Tuck assistant professor Santiago Gallino and coauthors David Bell of the Wharton School of Business and Antonio Moreno of the Kellogg School of Management recently won the "Overall Best Paper” award at December’s Workshop on Information Systems and Economics (WISE) in Auckland, New Zealand.
The researchers beat out more than 150 submissions from around the world with their paper, “Inventory Showrooms and Customer Migration in Omni-Channel Retail: The Effective of Product Information.” The paper examines how 21st-century businesses ensure their greatest chance of success by maximizing on- and offline channels, regardless of whether they began as a brick-and-mortar or web presence.

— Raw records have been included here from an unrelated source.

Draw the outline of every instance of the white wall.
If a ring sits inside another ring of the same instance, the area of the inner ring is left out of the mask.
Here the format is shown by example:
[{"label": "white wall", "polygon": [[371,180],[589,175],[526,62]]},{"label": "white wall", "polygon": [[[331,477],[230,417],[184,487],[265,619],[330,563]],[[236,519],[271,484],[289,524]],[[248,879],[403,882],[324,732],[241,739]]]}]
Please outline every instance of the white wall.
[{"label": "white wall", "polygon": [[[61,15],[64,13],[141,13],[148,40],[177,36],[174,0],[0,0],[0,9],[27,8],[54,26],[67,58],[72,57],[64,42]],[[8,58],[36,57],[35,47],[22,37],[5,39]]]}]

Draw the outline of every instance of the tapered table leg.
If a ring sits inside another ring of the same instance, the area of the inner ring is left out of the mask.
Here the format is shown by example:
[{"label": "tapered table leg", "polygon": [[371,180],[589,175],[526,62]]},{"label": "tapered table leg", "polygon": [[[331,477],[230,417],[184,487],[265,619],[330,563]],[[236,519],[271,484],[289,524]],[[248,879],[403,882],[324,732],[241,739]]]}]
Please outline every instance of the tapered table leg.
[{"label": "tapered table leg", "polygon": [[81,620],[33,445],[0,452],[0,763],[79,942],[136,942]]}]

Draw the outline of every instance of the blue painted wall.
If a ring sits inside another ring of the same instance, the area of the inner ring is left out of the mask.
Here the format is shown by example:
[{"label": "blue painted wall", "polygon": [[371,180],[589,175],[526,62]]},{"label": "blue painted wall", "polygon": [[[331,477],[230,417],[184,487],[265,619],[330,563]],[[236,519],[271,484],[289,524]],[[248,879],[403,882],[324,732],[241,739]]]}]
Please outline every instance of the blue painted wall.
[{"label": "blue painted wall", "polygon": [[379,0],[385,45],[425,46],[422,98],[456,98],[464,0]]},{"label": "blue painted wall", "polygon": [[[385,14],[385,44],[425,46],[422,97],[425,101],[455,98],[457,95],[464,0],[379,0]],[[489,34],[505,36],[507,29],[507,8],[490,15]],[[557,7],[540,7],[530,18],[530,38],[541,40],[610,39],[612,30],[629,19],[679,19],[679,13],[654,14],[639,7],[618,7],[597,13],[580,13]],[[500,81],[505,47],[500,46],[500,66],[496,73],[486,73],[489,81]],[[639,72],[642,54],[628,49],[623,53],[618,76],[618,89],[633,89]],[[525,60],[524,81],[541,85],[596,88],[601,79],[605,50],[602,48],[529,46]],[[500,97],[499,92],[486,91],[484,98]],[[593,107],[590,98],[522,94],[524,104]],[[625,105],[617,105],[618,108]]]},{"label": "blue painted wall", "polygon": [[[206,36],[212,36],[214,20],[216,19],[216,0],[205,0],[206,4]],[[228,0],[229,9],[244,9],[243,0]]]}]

“This conference, unlike many others, requires you to submit the entire paper and not just an abstract, which raises the stakes,” said Gallino, whose paper previously won the Production and Operations Management Society’s POMS Applied Research Challenge. “To have the relevance and novelty of our research recognized like this makes us enormously proud and inspired to continue our work.”
“As omni-channel marketing is being adopted by a wide variety of firms across many industries, issues related to inventory management have become even more critical,” said WISE co-chair Anindya Ghose, a professor at New York University’s Stern School of Business. “Addressing this real-world situation using very rigorous scientific methods, their paper provides actionable insights to managers on a very pertinent problem.”
Billed as the premier invitational research forum for the discussion of information systems issues through the lens of economics, WISE’s stated purpose is to task researchers to use state-of-the-art methodologies to improve the understanding of a rapidly changing, hyper-connected and digitized world.